Other AI chip companies are also exploring innovative communication technologies, including Co-Packaged Optics (CPO), chiplets, optical communication networks, and DPUs, aiming to accelerate AI performance through faster interconnects.
Lin Yonghua, Deputy Director and Chief Engineer of the Beijing Academy of Artificial Intelligence, emphasized the need for sustained investment in innovation to drive lower energy consumption, improved cost-performance ratios, and new computing architectures. This approach will unlock the commercial value of AI hardware. The Beijing Academy of Artificial Intelligence has recently launched the “Zhongzhi FlagOS v1.5” system in collaboration with global ecosystem partners, with companies like Qingwei Intelligence, Cambricon, Moore Threads, Kunlunxin, Huawei Ascend, and Hygon forming the core domestic FlagOS Excellence Adaptation Units.
Despite these advancements, China’s AI chip ecosystem remains incomplete, with serious production capacity shortages. According to the General Administration of Customs, China’s total integrated circuit imports in 2024 are expected to reach 549.2 billion units, a 14.6% increase from the previous year.
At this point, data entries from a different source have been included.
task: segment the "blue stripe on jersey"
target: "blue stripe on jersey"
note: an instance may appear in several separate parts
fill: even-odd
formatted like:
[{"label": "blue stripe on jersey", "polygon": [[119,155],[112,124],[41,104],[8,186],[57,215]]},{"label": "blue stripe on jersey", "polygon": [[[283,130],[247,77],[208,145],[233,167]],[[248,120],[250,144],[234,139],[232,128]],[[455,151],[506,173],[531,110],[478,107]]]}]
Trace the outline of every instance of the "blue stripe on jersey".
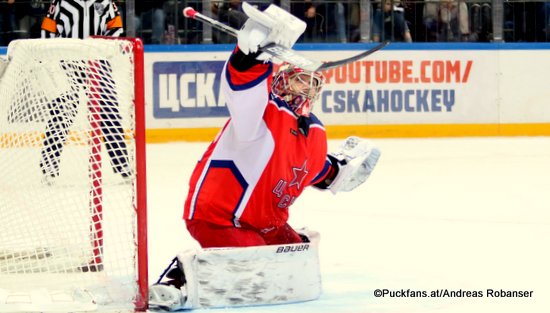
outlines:
[{"label": "blue stripe on jersey", "polygon": [[227,83],[229,84],[229,87],[231,87],[232,90],[240,91],[240,90],[250,89],[250,88],[260,84],[261,82],[266,80],[269,77],[269,75],[271,75],[272,72],[273,72],[273,64],[269,63],[269,68],[261,76],[259,76],[258,78],[254,79],[254,80],[252,80],[248,83],[245,83],[245,84],[242,84],[242,85],[236,85],[236,84],[233,84],[233,81],[231,81],[231,74],[229,73],[229,70],[227,69],[227,66],[226,66],[226,68],[225,68],[225,78],[227,79]]},{"label": "blue stripe on jersey", "polygon": [[319,174],[317,174],[315,178],[311,180],[311,183],[312,184],[318,183],[318,180],[320,180],[321,178],[324,178],[331,167],[332,167],[332,162],[330,162],[330,159],[327,157],[327,159],[325,160],[325,166],[323,166],[323,170]]},{"label": "blue stripe on jersey", "polygon": [[246,179],[244,179],[243,175],[235,165],[235,163],[231,160],[212,160],[210,162],[210,168],[227,168],[231,171],[233,176],[237,179],[239,182],[239,185],[243,188],[243,193],[241,194],[241,197],[239,198],[239,201],[237,202],[237,206],[233,210],[233,225],[235,227],[239,227],[239,217],[236,216],[237,210],[241,206],[241,203],[243,202],[243,197],[246,194],[246,190],[248,189],[248,183],[246,182]]}]

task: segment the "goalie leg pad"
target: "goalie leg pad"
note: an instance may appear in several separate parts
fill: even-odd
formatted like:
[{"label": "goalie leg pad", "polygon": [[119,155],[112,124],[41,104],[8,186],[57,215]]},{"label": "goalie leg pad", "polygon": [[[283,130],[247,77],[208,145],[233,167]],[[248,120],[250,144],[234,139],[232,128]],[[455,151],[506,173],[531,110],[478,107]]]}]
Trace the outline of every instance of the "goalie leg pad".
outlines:
[{"label": "goalie leg pad", "polygon": [[309,301],[321,294],[319,234],[308,243],[187,250],[178,255],[186,283],[154,285],[150,303],[181,310]]}]

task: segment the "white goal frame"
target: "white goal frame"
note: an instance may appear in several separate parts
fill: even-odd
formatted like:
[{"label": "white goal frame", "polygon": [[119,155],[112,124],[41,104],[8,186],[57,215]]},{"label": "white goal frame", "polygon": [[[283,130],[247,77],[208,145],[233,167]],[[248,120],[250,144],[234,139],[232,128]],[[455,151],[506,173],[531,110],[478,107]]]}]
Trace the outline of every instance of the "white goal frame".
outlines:
[{"label": "white goal frame", "polygon": [[[3,230],[0,230],[0,312],[17,312],[17,311],[25,311],[25,312],[42,312],[42,311],[71,311],[71,312],[79,312],[79,311],[90,311],[90,310],[97,310],[102,311],[101,303],[105,302],[108,303],[109,300],[105,300],[103,297],[102,299],[98,299],[97,296],[94,294],[93,288],[96,288],[96,290],[101,289],[101,285],[98,285],[96,287],[92,287],[91,289],[87,286],[82,289],[72,289],[72,291],[66,291],[63,289],[57,289],[55,280],[59,279],[59,282],[63,282],[65,278],[67,278],[67,285],[70,285],[71,288],[78,284],[78,282],[72,281],[72,277],[77,275],[83,275],[83,278],[79,278],[80,281],[83,281],[84,284],[86,280],[91,279],[92,275],[110,275],[108,270],[103,269],[103,257],[104,257],[104,248],[110,244],[112,239],[109,239],[109,242],[104,240],[104,233],[108,232],[108,228],[104,228],[104,218],[113,218],[113,210],[111,211],[105,211],[104,207],[108,203],[107,201],[110,200],[107,196],[104,195],[104,192],[109,192],[108,188],[109,186],[115,186],[114,188],[125,188],[125,192],[128,192],[130,196],[128,196],[129,201],[126,201],[126,209],[129,208],[129,214],[131,214],[131,219],[128,221],[124,221],[127,223],[128,228],[133,230],[132,236],[132,242],[129,243],[129,245],[133,245],[129,247],[129,249],[132,249],[132,251],[135,251],[135,254],[132,254],[133,260],[131,262],[134,264],[135,268],[132,268],[132,275],[135,275],[135,277],[130,278],[130,280],[133,280],[133,283],[131,283],[131,287],[128,287],[130,289],[130,292],[135,292],[135,294],[132,296],[132,302],[130,306],[132,307],[131,311],[145,311],[148,307],[148,260],[147,260],[147,186],[146,186],[146,130],[145,130],[145,96],[144,96],[144,52],[143,52],[143,43],[139,38],[109,38],[109,37],[93,37],[89,39],[67,39],[67,38],[56,38],[56,39],[24,39],[24,40],[16,40],[10,43],[10,46],[8,47],[8,54],[7,57],[3,60],[0,56],[0,91],[4,93],[4,90],[13,89],[14,87],[11,87],[9,85],[8,81],[10,79],[15,79],[15,76],[8,76],[13,75],[14,71],[10,70],[10,62],[14,58],[14,55],[11,54],[11,50],[13,49],[13,53],[17,54],[17,48],[18,46],[23,46],[26,44],[24,41],[28,41],[29,43],[34,42],[36,43],[36,46],[38,49],[40,49],[40,45],[52,45],[56,46],[60,54],[63,54],[65,44],[67,44],[67,47],[69,46],[78,46],[82,43],[83,47],[82,49],[86,49],[86,51],[94,50],[95,47],[97,47],[98,56],[97,59],[96,56],[92,55],[89,56],[88,52],[84,53],[83,55],[86,55],[86,58],[91,59],[84,59],[85,61],[81,61],[80,64],[87,64],[84,65],[86,70],[82,70],[79,75],[82,75],[82,77],[86,76],[86,78],[77,78],[77,80],[80,80],[80,82],[84,81],[83,86],[80,87],[81,89],[85,89],[86,91],[79,91],[79,97],[80,99],[84,97],[91,97],[86,98],[88,103],[88,108],[84,106],[84,109],[80,108],[80,111],[83,111],[83,113],[78,113],[80,115],[86,115],[86,120],[89,122],[90,128],[85,132],[83,136],[89,136],[91,139],[85,139],[84,144],[81,145],[87,145],[89,158],[88,158],[88,166],[86,169],[83,169],[83,171],[87,174],[85,174],[84,177],[88,177],[89,181],[82,181],[82,180],[76,180],[76,181],[62,181],[58,179],[58,181],[54,181],[53,183],[49,182],[51,185],[48,185],[48,182],[42,181],[42,185],[40,185],[40,182],[37,182],[36,185],[38,187],[36,188],[49,188],[48,192],[55,192],[58,190],[60,193],[63,192],[63,190],[73,190],[80,188],[84,190],[84,194],[89,195],[89,201],[88,201],[88,214],[90,215],[90,220],[88,221],[88,232],[89,234],[89,240],[90,244],[93,246],[92,250],[93,257],[90,261],[90,263],[86,266],[86,269],[84,267],[79,267],[80,270],[67,270],[66,268],[53,268],[52,265],[44,265],[43,267],[40,267],[41,265],[39,263],[42,263],[47,258],[56,258],[57,255],[62,255],[64,252],[59,252],[59,249],[64,248],[57,248],[58,251],[51,250],[47,247],[34,247],[34,248],[28,248],[27,246],[23,247],[22,250],[12,252],[13,250],[10,250],[13,248],[13,245],[10,246],[11,240],[13,239],[13,242],[24,242],[25,238],[13,238],[10,237],[9,234],[2,235],[1,233]],[[111,55],[101,55],[100,47],[102,44],[105,44],[105,46],[115,45],[111,44],[111,42],[117,42],[120,43],[120,50],[117,51],[117,49],[110,50]],[[52,49],[50,47],[50,49]],[[87,47],[87,48],[86,48]],[[92,49],[90,49],[92,47]],[[71,48],[72,49],[72,48]],[[19,49],[21,51],[22,49]],[[53,49],[52,49],[53,50]],[[84,50],[83,50],[84,51]],[[95,51],[95,50],[94,50]],[[69,52],[78,54],[77,52]],[[90,52],[95,53],[95,52]],[[125,55],[127,57],[128,62],[131,63],[131,75],[133,76],[133,82],[131,82],[132,91],[128,93],[128,96],[124,96],[126,98],[131,98],[131,108],[132,112],[129,114],[131,116],[131,125],[132,128],[127,129],[124,128],[124,136],[127,138],[127,143],[129,145],[129,152],[130,158],[132,161],[130,162],[132,164],[131,168],[129,169],[129,174],[122,176],[123,178],[120,178],[118,174],[120,173],[118,171],[113,171],[109,167],[109,160],[105,156],[107,152],[105,150],[106,140],[105,134],[102,134],[101,127],[105,127],[105,125],[101,123],[105,123],[102,121],[101,113],[98,111],[99,104],[98,102],[104,101],[105,98],[112,97],[115,98],[113,102],[117,102],[118,99],[116,99],[116,93],[115,96],[112,95],[100,95],[102,92],[103,86],[101,85],[103,82],[96,84],[94,82],[90,83],[90,81],[93,81],[93,76],[101,75],[101,71],[96,71],[96,69],[101,66],[94,60],[109,60],[112,56],[112,54],[119,53],[120,55]],[[128,55],[128,56],[126,56]],[[61,59],[63,60],[63,59]],[[91,60],[91,61],[90,61]],[[116,60],[116,59],[114,59]],[[37,82],[38,85],[41,85],[41,88],[37,87],[37,90],[39,90],[36,93],[42,92],[42,98],[43,99],[50,99],[48,101],[43,101],[38,104],[33,104],[34,107],[39,106],[49,106],[51,104],[52,97],[48,98],[48,90],[51,90],[53,87],[59,86],[57,79],[53,79],[53,81],[48,81],[48,77],[44,77],[45,71],[48,71],[48,67],[46,64],[39,59],[39,56],[36,56],[36,59],[31,57],[28,61],[30,62],[42,62],[44,64],[44,69],[40,69],[40,64],[38,66],[34,67],[34,70],[23,72],[29,75],[30,82]],[[59,62],[57,61],[57,67],[59,67]],[[63,61],[61,61],[62,63]],[[79,62],[74,61],[73,62]],[[102,61],[100,61],[102,62]],[[106,61],[109,62],[109,61]],[[113,62],[113,61],[112,61]],[[52,62],[55,63],[55,62]],[[113,63],[116,63],[114,61]],[[55,65],[54,65],[55,66]],[[110,64],[109,65],[109,72],[111,71],[111,66],[116,67],[117,64]],[[61,65],[63,68],[63,65]],[[63,68],[65,69],[65,68]],[[21,73],[21,72],[16,72]],[[113,72],[114,73],[114,70]],[[33,75],[36,75],[37,77],[32,77]],[[39,76],[41,75],[41,76]],[[116,73],[114,75],[117,75]],[[17,75],[16,75],[17,76]],[[72,82],[75,80],[73,79]],[[116,77],[113,79],[114,84],[116,84]],[[110,81],[109,81],[110,82]],[[48,88],[44,88],[44,85],[46,85]],[[101,85],[101,86],[100,86]],[[8,87],[6,87],[8,86]],[[53,86],[53,87],[52,87]],[[32,84],[29,84],[29,88],[34,88]],[[72,88],[71,86],[61,86],[60,88]],[[117,89],[118,87],[114,87],[114,89]],[[34,91],[33,91],[34,92]],[[7,92],[5,93],[7,94]],[[45,94],[45,95],[44,95]],[[85,94],[85,96],[83,96]],[[3,98],[4,95],[0,95],[0,98]],[[8,96],[6,96],[7,98]],[[26,97],[26,96],[25,96]],[[25,98],[23,97],[23,98]],[[95,98],[94,98],[95,97]],[[54,96],[55,98],[55,96]],[[58,98],[59,99],[59,98]],[[57,100],[57,99],[56,99]],[[22,100],[23,101],[23,100]],[[24,101],[34,101],[34,100],[26,100]],[[15,131],[10,127],[11,124],[15,124],[14,122],[10,122],[10,110],[13,111],[13,109],[10,107],[10,109],[6,109],[6,105],[13,105],[13,103],[10,103],[10,99],[0,99],[0,154],[4,154],[4,157],[7,157],[10,155],[11,150],[18,150],[18,149],[29,149],[32,152],[36,154],[40,154],[40,149],[43,149],[45,146],[45,143],[43,143],[43,140],[45,137],[47,137],[43,131],[34,131],[28,132],[24,135],[21,135],[19,132],[19,129],[16,129]],[[49,108],[49,107],[48,107]],[[47,111],[48,109],[44,109]],[[77,109],[75,109],[77,110]],[[38,125],[39,123],[45,124],[45,121],[38,120],[31,121],[33,123],[32,127],[35,127],[35,125]],[[40,119],[46,119],[45,117],[40,117]],[[19,122],[21,124],[21,132],[26,131],[25,130],[25,122]],[[42,125],[40,124],[40,125]],[[8,127],[7,130],[2,128],[2,125]],[[103,126],[101,126],[103,125]],[[17,126],[19,127],[19,126]],[[71,126],[69,126],[70,128]],[[37,127],[38,129],[38,127]],[[70,142],[71,140],[74,141],[74,139],[71,137],[74,136],[74,134],[69,133],[69,138],[67,139],[67,142]],[[34,138],[29,139],[28,142],[23,142],[21,138]],[[128,139],[129,138],[129,139]],[[77,139],[78,140],[78,139]],[[131,147],[130,147],[131,145]],[[19,153],[19,152],[18,152]],[[25,152],[27,153],[27,152]],[[63,152],[65,154],[65,152]],[[18,154],[14,154],[18,155]],[[62,154],[63,155],[63,154]],[[38,159],[39,156],[34,156],[34,159]],[[32,160],[34,160],[32,159]],[[5,160],[2,158],[2,155],[0,155],[0,160]],[[33,161],[34,162],[34,161]],[[63,162],[63,160],[62,160]],[[66,162],[68,163],[68,162]],[[9,164],[9,163],[8,163]],[[28,164],[27,166],[30,168],[29,171],[39,171],[38,170],[38,163],[32,163]],[[65,165],[61,165],[65,166]],[[68,165],[67,165],[68,166]],[[35,168],[36,167],[36,168]],[[3,175],[5,173],[6,176],[10,177],[10,168],[3,169],[2,165],[0,164],[0,175]],[[58,170],[59,171],[59,170]],[[61,169],[61,177],[70,170]],[[57,173],[59,175],[59,173]],[[38,176],[38,174],[37,174]],[[46,176],[46,175],[45,175]],[[115,177],[116,176],[116,177]],[[16,177],[16,176],[11,176]],[[4,213],[5,211],[9,211],[9,207],[15,208],[13,209],[14,212],[17,212],[17,210],[21,211],[21,214],[30,212],[30,216],[33,216],[33,210],[38,210],[37,208],[29,208],[26,207],[25,204],[22,204],[21,208],[17,208],[18,206],[18,199],[21,199],[21,197],[14,196],[12,197],[12,194],[14,194],[14,190],[16,187],[17,182],[15,181],[17,178],[12,178],[13,185],[9,181],[2,181],[0,180],[0,189],[4,189],[4,191],[0,190],[0,223],[3,223],[2,219],[7,218],[10,219],[10,213]],[[31,186],[30,188],[35,188],[34,186]],[[88,188],[86,191],[86,188]],[[52,191],[53,190],[53,191]],[[117,190],[117,189],[115,189]],[[111,193],[116,193],[111,191]],[[32,197],[32,193],[30,193],[30,197]],[[2,199],[4,198],[4,199]],[[59,207],[67,207],[64,203],[60,203]],[[2,212],[4,211],[4,212]],[[28,211],[28,212],[27,212]],[[36,212],[36,211],[35,211]],[[40,215],[35,215],[37,218],[39,218]],[[48,217],[48,216],[46,216]],[[55,219],[55,216],[51,217],[52,219]],[[22,219],[21,222],[23,223],[24,220]],[[47,221],[44,221],[47,222]],[[55,222],[55,221],[54,221]],[[10,222],[11,224],[9,226],[6,226],[8,230],[11,230],[13,228],[16,228],[16,222]],[[37,221],[37,223],[40,223],[40,221]],[[84,222],[82,222],[84,223]],[[15,225],[15,226],[14,226]],[[10,228],[11,227],[11,228]],[[82,228],[82,227],[81,227]],[[10,233],[7,231],[7,233]],[[109,235],[109,234],[107,234]],[[24,236],[24,235],[21,235]],[[67,234],[67,236],[71,236],[70,234]],[[69,241],[71,238],[67,238]],[[6,248],[7,247],[7,248]],[[25,250],[26,249],[26,250]],[[68,248],[67,248],[68,249]],[[59,253],[58,253],[59,252]],[[109,255],[109,254],[108,254]],[[112,257],[112,255],[109,255]],[[32,262],[30,262],[31,260]],[[28,264],[31,264],[34,266],[36,264],[36,268],[29,268]],[[47,263],[47,262],[46,262]],[[67,262],[65,262],[66,264]],[[21,265],[23,264],[23,265]],[[108,265],[107,265],[108,266]],[[77,273],[78,272],[78,273]],[[82,273],[81,273],[82,272]],[[91,273],[91,272],[97,272],[97,273]],[[86,276],[88,275],[88,276]],[[103,277],[101,276],[98,278],[98,281],[101,282],[104,279],[110,279],[111,277]],[[118,279],[118,277],[116,278]],[[125,278],[127,279],[127,278]],[[13,283],[13,284],[12,284]],[[12,285],[17,285],[17,288],[10,289]],[[78,287],[78,286],[77,286]],[[114,290],[114,292],[118,292],[118,290],[122,290],[124,288],[127,288],[127,286],[114,286],[111,289]],[[46,292],[44,290],[47,289]],[[111,292],[111,290],[109,290]],[[126,290],[124,292],[127,293]],[[121,292],[122,293],[122,292]],[[29,300],[30,299],[30,300]],[[37,302],[35,303],[36,299],[45,299],[44,302]],[[81,299],[84,299],[83,303],[80,302]],[[4,302],[2,302],[4,301]],[[87,303],[86,301],[90,302]],[[116,308],[117,312],[119,312],[118,308]]]}]

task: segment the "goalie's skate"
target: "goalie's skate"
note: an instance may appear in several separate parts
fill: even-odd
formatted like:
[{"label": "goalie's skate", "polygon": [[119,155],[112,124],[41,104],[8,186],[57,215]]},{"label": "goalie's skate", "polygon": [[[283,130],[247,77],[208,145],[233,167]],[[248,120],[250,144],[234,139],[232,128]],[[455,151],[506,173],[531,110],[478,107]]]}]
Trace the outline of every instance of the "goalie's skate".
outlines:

The total value of imported chips will hit $385 billion, accounting for 62% of global chip output, surpassing China’s crude oil imports.
Du Yunlong, an AI infrastructure analyst at IDC China, noted that the AI accelerated server market in China is growing, but there are still gaps in high-end computing performance and ecosystem development.
Future competition will shift from single-chip performance to system energy efficiency, ecosystem collaboration, and green computing cost control. The focus must be on avoiding redundant construction while enhancing global competitiveness through technological partnerships and standards optimization.